Ainsi, Sabatier, un chimiste français, a décrit des réactions de combinaison de H2 avec du CO2 pour générer du méthane. Dans la foulée, deux autres réactions d’intérêt voient le jour : la production de méthanol et celle d’ammoniac, toujours au départ de H2.
« Tant le méthanol que l’ammoniac sont aujourd’hui considérés comme des molécules plates-formes, des molécules de base pour l’industrie chimique. L’ammoniac sert notamment à synthétiser des engrais azotés », explique Pre Richel. Sur les 115 millions de tonnes d’H2 produits en 2018, 27,4 % ont été consommés pour fabriquer de l’ammoniac et 10,4 % pour le méthanol.

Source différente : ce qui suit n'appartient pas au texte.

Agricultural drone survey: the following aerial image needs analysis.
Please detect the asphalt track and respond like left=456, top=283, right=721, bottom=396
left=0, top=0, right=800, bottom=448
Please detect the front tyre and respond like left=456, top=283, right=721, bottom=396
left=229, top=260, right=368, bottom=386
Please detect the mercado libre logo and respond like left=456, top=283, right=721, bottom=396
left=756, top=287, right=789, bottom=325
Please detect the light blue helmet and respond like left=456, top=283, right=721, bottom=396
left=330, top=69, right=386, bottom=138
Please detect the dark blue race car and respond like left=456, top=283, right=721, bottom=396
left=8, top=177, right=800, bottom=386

Autre glouton, le raffinage du pétrole
« Le H2 est également utilisé en pétrochimie, plus précisément dans le processus de fabrication des carburants. Notamment, en enlevant le souffre par des procédés de désulfurisation, ce qui facilite leur transport aérien, maritime, et routier. En 2018, 36 millions de tonnes d’H2 (soit 33,2%) ont été destinées au raffinage du pétrole.»
Et les 28,9 % restants ? Ils sont partagés entre différents secteurs. Par exemple, la métallurgie, le médical et l’agroalimentaire. Notamment via l’hydrogénation catalytique, méthode qui transforme une huile végétale liquide en margarine.

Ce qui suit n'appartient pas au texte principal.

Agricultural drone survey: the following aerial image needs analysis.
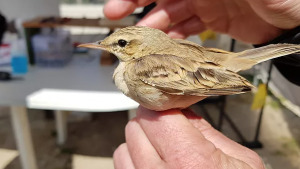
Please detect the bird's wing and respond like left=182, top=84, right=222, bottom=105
left=175, top=39, right=257, bottom=72
left=175, top=39, right=300, bottom=72
left=126, top=55, right=252, bottom=96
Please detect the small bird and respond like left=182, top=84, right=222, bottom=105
left=79, top=26, right=300, bottom=111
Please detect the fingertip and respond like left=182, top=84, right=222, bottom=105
left=103, top=0, right=137, bottom=20
left=137, top=106, right=182, bottom=119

Mais aussi dans la propulsion aérospatiale. « Alors que les premières missions Apollo étaient affrétées avec l’H2 liquide, cette solution technologique est encore envisagée par la Nasa pour les prochaines missions spatiales. L’agence spatiale américaine détient encore de nombreux brevets dans ce domaine. Et d’autres sociétés aérospatiales, comme Blueorigin, continuent d’en déposer », précise Aurore Richel.
La pile à combustible, le Graal des transports électriques?
Enfin, le dihydrogène pourrait se faire une place de choix dans le domaine du transport. Et ce, via la pile à combustible ou pile à H2.
Lorsque H2 se combine avec O2, cela donne H2O. « Cette réaction est très exothermique, c’est-à-dire qu’elle dégage beaucoup de chaleur : trois fois plus que le méthane ou les carburants de roulage traditionnel (essence ou diesel). Elle dégage également beaucoup d’électricité qui pourrait être mise à profit pour les moyens transports électriques. »
Grâce à son absence d’émissions carbonées, et l’eau étant son seul élément chimique résiduel, cette réaction de pile à combustible est considérée comme propre. Et intéresse en ce sens moult industriels automobiles et autres, qui déploient massivement de la R&D dans ce domaine. C’est d’ailleurs la principale raison qui explique le désintérêt de la recherche universitaire autour de la pile à combustible.
« A peine 1000 publications scientifiques sont émises par an sur la pile à combustible. C’est bien moins que sur les carburants de roulage liquide issus des ressources renouvelables (5000 en 2020). La pile à combustible n’est plus tellement à la mode en recherche fondamentale au sein des universités car elle représente beaucoup d’enjeux : les industriels s’en sont emparé.»
Le stockage, la pierre d’achoppement
L’hydrogène présente un problème majeur : son stockage.
Aux pression et température terrestres, le dihydrogène est un gaz parfait, doté de très bas points de fusion et d’ébullition. « Dès lors, pour le faire passer à l’état solide ou liquide, et ce, afin de faciliter son stockage, il faut appliquer une température basse et/ou une pression relativement élevée. Et cela nécessite d’utiliser beaucoup d’énergie. »
Le dihydrogène est la molécule la plus légère et la plus menue du monde de la chimie. « Avec sa petite taille, elle passe parfois entre les parois des matériaux qui servent à le stocker. Il faut donc également concevoir des matériaux imperméables à l’H2 », conclut Pre Richel.